De acuerdo con su autora, toda prostitución es forzada. Y lo es incluso en el
caso de que la meretriz tenga la vida resuelta. Para sostener tal propuesta, la
autora se basa en una obra literaria de contenido autobiográfico en la que su
protagonista parece que cae en la prostitución como consecuencia de su
experiencia familiar y termina por suicidarse.

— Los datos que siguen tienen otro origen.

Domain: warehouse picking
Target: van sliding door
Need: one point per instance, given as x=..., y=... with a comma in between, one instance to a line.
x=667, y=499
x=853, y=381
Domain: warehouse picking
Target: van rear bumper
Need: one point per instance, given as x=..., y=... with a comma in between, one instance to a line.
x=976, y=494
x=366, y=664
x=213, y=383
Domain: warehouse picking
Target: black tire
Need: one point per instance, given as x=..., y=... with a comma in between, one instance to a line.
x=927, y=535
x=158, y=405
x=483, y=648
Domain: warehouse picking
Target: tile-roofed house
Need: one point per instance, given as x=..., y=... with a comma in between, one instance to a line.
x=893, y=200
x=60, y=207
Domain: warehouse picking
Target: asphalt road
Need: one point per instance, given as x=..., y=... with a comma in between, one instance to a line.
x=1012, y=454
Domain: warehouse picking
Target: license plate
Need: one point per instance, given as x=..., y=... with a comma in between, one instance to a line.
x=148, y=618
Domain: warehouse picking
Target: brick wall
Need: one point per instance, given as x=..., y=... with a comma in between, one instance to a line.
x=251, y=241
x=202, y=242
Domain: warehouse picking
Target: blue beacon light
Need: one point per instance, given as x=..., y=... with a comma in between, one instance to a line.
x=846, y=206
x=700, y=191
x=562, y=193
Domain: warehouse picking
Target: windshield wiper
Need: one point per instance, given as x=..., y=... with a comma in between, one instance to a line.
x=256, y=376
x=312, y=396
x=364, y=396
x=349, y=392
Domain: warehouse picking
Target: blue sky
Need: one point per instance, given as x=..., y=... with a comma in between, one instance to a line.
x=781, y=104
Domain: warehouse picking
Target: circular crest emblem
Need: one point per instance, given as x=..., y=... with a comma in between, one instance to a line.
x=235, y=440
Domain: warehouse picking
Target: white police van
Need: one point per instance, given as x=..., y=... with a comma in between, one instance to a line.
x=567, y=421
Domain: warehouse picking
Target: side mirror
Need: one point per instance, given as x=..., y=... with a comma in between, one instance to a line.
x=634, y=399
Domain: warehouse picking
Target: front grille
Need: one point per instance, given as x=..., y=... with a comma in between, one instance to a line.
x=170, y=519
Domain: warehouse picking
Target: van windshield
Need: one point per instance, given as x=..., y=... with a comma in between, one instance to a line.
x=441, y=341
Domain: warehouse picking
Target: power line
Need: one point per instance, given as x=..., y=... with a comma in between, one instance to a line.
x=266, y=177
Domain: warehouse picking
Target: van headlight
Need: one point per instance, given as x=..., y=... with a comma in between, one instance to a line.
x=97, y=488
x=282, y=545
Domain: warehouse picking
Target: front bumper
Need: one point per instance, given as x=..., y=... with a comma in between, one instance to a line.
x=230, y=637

El otro artículo –publicado en el blog Nada es gratis- aporta
los resultados de un par de estudios sobre las posibles consecuencias de la
despenalización, bajo ciertas limitaciones, de la prostitución. Su autor es muy
cauto y advierte sobre lo aventurado que podría ser extrapolar estos casos a
otros países o regiones.
Con
independencia del escabroso tema que ambos artículos abordan, lo que me llama
poderosamente la atención es el modo en que se acercan a esta cuestión. El
primer texto es básicamente un artículo de opinión en el que su autora parece
apelar a los sentimientos de sus lectores para que se unan a la causa
abolicionista al tiempo que parece lanzar una admonición al actual gobierno
para que apoye su punto de vista. El segundo es un texto que parte de los pocos
datos empíricos e investigaciones que existen sobre el tema. Frente al carácter
más bien ideológico del primero, el segundo parece poner el énfasis en la
capacidad de discernimiento del lector.
Ni qué
decir tiene que el primer texto está publicado en el diario más leído en España
y el segundo lo está en un blog de amplia difusión, pero muy lejano del número
de lectores del periódico. Creo que en España hay una cierta tendencia a que el
debate público no se base en la investigación disponible, sino que muestra una
cierta proclividad a fundamentarse en lo que pueda decir quien tenga la
envidiable capacidad de escribir bien, lo que podría explicar la presencia de
tantos literatos –y también filósofos- en nuestra conversación pública. Es,
hasta cierto punto, lo que desbrozaba magistralmente Ignacio Sánchez-Cuenca en
su libro La desfachatez intelectual. Es posible que, quizás obsesionados
con los sexenios, los científicos no tengan muchos incentivos para participar
en los debates públicos.
Acabo con
una experiencia personal. Por razones que serían prolijas de explicar, decidí
hacer el último año de la Secundaria Superior –el COU de aquel entonces- en un
grupo en el que se cursaban Matemáticas y asignaturas como Literatura (en este
caso, solo la del siglo XX: un verdadero lujo) e Historia del Arte (aquí era
toda la historia: desde el paleolítico al arte abstracto). Recuerdo -con cierto
horror- como, especialmente en las clases de Literatura (pobladas
mayoritariamente por alumnos de “letras”), cada cual era libre de decir lo que
le viniera en gana, siempre y cuando lo hiciera con un mínimo de solvencia
lingüística, sobre asuntos como, por ejemplo, las posibles ventajas de una
dictadura (Franco había muerto pocos años antes) frente a una democracia sin
que hubiera la más mínima necesidad de recurrir a dato alguno. Para alguien
habituado a la claridad de las Matemáticas, esto era un infierno.
Creo haber
vivido por completo alejado de cualquier veleidad corporativista, pero viendo
el panorama, quizás no estaría de más pensar en incrementar la presencia de las
ciencias sociales –a costa, claro está, de otras asignaturas- en nuestro
Bachillerato.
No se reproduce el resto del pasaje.